Enhancement of indoles production and catalyst stability in thermo-catalytic conversion and ammonization of furfural with NH3 and N2 environments

Abstract

Thermo-catalytic conversion and ammonization (TCC-A) is a novel and promising thermochemical conversion process for the direct production of N-heterocycles under NH3 atmosphere, which is similar to the pyrolysis technology through introducing exogenous nitrogen. Since NH3 served as the carrier gas and reactant, it played an important part in the process. The introduction of N2 into NH3 significantly enhanced the indoles production and catalyst stability in the TCC-A process of bio-derived furans. Under the optimized TCC-A conditions of furfural, NH3 being diluted by 25% N2 at 600°C with WHSV as 1.5h−1 and gas flow rate at 40ml/min, the carbon yields of N-containing chemicals and indoles reached 46.51% and 33.04%, respectively, which increased by 90.54% and 203.96% compared with those in pure NH3. Using furan derivatives as the feedstock, diluted NH3 also showed positive effect on the production of N-containing chemicals. Functional groups in the furan derivatives strongly affect the product distribution.

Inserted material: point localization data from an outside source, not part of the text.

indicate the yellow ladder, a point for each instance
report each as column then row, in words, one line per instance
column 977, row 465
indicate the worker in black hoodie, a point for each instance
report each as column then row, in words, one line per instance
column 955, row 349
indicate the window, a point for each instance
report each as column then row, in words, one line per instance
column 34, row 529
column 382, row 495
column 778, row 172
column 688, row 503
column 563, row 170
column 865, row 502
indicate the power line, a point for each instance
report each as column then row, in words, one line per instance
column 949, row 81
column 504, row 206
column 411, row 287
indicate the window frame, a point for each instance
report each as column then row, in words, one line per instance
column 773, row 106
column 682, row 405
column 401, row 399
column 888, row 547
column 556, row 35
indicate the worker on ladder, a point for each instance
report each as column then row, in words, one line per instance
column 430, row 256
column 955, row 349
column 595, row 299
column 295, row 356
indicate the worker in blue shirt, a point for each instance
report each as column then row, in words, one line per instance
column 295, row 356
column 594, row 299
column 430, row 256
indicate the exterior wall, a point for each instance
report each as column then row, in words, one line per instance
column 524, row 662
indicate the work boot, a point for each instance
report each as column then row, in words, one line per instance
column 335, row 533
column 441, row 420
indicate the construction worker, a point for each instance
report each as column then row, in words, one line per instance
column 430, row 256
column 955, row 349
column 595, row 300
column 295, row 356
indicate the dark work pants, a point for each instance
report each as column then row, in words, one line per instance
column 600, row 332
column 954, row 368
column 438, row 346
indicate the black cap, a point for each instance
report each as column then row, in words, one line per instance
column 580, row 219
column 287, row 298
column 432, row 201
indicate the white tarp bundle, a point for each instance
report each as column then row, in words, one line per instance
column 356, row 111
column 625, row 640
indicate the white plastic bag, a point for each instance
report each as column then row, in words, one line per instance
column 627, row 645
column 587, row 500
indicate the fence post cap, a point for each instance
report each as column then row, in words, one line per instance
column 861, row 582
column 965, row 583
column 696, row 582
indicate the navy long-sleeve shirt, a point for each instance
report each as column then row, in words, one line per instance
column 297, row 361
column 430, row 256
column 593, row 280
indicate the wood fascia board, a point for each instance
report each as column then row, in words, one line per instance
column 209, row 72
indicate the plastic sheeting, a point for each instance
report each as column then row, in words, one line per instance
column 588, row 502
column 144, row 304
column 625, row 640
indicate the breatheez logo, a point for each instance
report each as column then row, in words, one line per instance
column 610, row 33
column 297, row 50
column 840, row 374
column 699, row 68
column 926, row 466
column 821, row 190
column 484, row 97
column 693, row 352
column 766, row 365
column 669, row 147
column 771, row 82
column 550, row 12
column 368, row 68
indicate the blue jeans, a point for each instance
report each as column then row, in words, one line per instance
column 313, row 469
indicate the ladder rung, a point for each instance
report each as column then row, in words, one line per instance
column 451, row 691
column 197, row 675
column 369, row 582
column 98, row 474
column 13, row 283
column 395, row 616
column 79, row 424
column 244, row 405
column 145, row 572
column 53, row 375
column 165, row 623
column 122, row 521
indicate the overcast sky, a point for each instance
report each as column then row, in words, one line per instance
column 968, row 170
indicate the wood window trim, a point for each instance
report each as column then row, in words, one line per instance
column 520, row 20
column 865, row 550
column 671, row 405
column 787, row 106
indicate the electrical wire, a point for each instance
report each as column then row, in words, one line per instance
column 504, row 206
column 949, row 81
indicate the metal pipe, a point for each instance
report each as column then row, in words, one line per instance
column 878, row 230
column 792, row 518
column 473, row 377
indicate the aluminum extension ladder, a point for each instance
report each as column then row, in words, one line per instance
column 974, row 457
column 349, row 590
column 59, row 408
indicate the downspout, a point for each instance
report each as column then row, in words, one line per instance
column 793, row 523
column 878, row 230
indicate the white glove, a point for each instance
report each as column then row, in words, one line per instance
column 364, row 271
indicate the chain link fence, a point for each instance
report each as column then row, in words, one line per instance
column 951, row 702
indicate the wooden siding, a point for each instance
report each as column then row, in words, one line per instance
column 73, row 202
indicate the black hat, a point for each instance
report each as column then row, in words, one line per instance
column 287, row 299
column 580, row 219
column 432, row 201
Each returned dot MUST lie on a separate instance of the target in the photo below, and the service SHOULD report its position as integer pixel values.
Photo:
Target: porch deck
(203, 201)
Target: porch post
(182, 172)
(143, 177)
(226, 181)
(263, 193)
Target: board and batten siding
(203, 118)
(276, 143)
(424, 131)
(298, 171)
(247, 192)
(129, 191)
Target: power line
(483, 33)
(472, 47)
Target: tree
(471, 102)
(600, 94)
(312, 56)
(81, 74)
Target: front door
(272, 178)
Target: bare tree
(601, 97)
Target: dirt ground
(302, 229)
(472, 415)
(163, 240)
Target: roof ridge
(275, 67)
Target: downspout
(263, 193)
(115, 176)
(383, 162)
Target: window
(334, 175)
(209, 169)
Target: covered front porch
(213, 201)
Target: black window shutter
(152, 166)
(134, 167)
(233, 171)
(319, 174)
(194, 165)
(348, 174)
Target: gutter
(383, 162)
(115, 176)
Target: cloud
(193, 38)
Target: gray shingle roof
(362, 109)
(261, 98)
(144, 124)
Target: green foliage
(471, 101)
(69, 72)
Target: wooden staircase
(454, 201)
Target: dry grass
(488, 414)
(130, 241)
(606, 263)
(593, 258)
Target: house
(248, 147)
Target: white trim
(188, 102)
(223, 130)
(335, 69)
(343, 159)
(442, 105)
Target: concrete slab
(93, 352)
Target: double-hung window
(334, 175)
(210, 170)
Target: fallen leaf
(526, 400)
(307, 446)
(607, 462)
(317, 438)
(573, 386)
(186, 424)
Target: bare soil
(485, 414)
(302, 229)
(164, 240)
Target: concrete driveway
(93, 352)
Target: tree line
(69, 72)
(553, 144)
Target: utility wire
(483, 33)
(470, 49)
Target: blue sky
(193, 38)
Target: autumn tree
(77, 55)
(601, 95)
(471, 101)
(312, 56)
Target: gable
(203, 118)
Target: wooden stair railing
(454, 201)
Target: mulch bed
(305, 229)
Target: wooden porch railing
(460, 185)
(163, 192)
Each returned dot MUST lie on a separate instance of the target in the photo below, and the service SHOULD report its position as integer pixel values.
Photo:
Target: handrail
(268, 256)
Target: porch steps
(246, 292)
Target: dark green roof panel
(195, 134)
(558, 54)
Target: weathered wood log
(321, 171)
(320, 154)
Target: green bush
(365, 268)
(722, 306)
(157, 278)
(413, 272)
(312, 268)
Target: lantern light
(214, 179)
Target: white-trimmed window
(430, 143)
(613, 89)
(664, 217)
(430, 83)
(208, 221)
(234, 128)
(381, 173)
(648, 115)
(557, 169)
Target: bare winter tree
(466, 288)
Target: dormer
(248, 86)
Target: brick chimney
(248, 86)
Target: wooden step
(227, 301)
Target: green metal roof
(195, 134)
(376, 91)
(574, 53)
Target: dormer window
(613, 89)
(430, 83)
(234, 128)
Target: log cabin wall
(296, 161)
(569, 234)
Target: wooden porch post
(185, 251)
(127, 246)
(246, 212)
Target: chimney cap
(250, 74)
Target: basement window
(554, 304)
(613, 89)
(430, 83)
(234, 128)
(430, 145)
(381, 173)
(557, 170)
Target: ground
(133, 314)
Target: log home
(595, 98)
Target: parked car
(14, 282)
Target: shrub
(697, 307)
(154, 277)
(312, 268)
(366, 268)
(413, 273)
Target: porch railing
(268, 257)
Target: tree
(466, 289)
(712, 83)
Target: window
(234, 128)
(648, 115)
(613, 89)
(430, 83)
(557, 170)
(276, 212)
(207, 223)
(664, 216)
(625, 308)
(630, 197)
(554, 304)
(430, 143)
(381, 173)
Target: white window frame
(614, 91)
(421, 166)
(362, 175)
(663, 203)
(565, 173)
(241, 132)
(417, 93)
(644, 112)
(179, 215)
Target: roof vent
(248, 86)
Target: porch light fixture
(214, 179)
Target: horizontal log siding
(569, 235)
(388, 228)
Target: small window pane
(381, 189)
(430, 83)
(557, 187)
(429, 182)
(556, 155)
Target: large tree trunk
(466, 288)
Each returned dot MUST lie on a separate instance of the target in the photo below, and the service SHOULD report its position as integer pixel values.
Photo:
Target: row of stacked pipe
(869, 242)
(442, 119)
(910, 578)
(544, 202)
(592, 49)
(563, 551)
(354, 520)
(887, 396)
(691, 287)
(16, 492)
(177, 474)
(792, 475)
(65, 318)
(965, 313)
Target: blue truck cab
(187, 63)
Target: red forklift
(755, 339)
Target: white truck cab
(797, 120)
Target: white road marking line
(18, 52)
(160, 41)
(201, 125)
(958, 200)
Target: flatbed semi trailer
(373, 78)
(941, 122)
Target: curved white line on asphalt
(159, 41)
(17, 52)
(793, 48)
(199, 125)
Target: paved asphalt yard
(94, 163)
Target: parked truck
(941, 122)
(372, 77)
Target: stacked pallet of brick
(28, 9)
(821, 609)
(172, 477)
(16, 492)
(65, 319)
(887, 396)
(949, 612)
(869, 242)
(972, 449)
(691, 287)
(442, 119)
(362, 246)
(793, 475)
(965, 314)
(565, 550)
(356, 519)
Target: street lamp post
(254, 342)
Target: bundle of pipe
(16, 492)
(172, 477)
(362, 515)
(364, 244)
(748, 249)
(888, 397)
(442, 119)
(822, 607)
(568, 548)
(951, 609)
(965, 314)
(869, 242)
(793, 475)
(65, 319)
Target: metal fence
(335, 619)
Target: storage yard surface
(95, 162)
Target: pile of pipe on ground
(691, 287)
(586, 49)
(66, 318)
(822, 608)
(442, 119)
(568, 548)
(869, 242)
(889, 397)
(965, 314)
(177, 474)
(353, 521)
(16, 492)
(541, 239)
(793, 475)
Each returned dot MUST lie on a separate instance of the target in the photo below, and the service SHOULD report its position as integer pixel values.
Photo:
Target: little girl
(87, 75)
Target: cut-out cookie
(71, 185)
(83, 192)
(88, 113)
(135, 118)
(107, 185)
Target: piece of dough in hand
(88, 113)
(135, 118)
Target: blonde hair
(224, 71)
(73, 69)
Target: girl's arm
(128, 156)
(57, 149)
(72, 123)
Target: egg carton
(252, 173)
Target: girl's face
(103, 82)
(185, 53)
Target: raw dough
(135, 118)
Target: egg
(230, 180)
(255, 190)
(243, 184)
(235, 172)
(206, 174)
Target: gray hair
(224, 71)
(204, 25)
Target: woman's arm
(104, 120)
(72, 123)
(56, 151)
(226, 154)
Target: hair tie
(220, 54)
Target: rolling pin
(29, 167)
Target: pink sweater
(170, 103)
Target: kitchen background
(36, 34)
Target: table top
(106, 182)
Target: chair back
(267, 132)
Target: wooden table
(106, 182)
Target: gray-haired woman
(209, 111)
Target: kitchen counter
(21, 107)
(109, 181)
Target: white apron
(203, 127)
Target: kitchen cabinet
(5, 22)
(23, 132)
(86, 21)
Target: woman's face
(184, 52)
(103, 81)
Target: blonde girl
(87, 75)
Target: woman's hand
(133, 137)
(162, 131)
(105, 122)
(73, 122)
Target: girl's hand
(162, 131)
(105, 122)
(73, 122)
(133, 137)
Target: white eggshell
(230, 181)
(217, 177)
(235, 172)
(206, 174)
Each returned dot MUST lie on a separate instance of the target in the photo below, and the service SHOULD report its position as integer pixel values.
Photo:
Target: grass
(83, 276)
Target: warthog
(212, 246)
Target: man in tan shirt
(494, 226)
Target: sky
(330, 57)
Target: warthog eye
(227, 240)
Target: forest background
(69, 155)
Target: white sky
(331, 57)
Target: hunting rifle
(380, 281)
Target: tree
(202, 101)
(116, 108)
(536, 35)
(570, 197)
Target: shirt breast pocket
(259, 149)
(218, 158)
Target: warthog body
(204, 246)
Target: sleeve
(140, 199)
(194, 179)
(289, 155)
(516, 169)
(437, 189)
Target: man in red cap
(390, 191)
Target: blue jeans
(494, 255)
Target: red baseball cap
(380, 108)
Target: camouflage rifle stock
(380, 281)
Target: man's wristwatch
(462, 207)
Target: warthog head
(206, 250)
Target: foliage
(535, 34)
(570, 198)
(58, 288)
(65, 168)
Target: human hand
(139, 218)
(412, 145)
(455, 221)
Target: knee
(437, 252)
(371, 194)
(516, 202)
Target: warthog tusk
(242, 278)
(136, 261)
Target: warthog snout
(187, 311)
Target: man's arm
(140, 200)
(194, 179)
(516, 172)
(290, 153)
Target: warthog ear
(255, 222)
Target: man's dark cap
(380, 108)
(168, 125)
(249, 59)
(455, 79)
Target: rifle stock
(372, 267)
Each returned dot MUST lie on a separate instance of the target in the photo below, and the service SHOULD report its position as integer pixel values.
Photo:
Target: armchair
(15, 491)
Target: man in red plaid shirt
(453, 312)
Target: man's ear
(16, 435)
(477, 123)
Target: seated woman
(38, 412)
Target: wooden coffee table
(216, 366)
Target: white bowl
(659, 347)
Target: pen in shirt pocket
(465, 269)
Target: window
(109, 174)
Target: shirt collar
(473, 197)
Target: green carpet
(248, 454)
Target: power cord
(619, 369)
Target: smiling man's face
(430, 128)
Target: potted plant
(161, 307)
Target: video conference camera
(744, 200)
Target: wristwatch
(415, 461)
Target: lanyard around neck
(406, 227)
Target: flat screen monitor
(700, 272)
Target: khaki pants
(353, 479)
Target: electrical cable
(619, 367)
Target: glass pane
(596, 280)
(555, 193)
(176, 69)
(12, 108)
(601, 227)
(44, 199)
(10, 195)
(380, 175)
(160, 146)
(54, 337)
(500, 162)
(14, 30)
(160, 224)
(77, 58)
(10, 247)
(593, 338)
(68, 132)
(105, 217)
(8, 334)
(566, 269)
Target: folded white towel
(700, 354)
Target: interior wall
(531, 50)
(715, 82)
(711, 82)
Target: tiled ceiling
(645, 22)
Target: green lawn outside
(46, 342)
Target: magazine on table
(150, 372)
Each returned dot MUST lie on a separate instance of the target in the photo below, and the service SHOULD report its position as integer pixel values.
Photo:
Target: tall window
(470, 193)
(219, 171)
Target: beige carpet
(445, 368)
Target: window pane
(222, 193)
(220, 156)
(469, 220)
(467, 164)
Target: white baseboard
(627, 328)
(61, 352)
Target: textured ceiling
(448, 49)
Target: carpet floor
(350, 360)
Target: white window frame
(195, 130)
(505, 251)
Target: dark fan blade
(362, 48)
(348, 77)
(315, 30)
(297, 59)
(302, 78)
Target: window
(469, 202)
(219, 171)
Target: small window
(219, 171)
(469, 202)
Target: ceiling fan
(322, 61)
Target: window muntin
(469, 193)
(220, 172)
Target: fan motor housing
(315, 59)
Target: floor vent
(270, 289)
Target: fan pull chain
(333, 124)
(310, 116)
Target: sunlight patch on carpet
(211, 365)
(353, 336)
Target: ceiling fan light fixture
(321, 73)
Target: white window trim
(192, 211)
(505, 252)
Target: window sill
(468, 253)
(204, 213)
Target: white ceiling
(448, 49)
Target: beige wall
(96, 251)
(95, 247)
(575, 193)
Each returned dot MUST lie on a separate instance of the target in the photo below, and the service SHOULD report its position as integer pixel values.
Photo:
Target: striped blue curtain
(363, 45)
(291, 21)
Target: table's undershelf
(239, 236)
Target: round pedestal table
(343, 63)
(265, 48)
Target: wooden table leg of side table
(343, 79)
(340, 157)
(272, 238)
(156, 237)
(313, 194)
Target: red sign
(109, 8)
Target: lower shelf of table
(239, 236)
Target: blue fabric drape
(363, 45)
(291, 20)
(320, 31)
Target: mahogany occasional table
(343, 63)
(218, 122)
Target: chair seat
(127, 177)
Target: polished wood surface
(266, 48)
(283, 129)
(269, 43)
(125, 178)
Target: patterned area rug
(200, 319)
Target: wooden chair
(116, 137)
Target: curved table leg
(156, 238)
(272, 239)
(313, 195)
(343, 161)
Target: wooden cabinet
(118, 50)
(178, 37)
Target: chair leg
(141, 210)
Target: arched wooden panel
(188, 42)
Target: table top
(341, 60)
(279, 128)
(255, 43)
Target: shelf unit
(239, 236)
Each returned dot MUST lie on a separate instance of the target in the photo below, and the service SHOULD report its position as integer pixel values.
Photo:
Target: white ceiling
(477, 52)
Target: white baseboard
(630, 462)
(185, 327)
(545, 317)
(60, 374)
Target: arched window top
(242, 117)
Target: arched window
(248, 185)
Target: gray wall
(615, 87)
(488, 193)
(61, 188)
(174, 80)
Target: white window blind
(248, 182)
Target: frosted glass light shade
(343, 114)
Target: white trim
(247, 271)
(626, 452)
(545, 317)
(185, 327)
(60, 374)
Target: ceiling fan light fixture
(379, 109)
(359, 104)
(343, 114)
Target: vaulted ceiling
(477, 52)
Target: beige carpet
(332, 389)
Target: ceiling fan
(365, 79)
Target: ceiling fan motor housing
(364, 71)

It was found that the increase of indoles production from furfural was because the generation of 2-furonitrile via the side reaction pathway to form coke was inhibited by the dilution of NH3. The catalysts were tested via five reaction/regeneration cycles in pure and diluted NH3 atmosphere and characterized by N2 adsorption/desorption, XRD, XRF, NH3-TPD analyses and SEM. Compared in pure NH3, the catalysts in N2 diluted NH3 was more stable, which could be due to the lower degree of dealumination, structure damage, and acid site loss.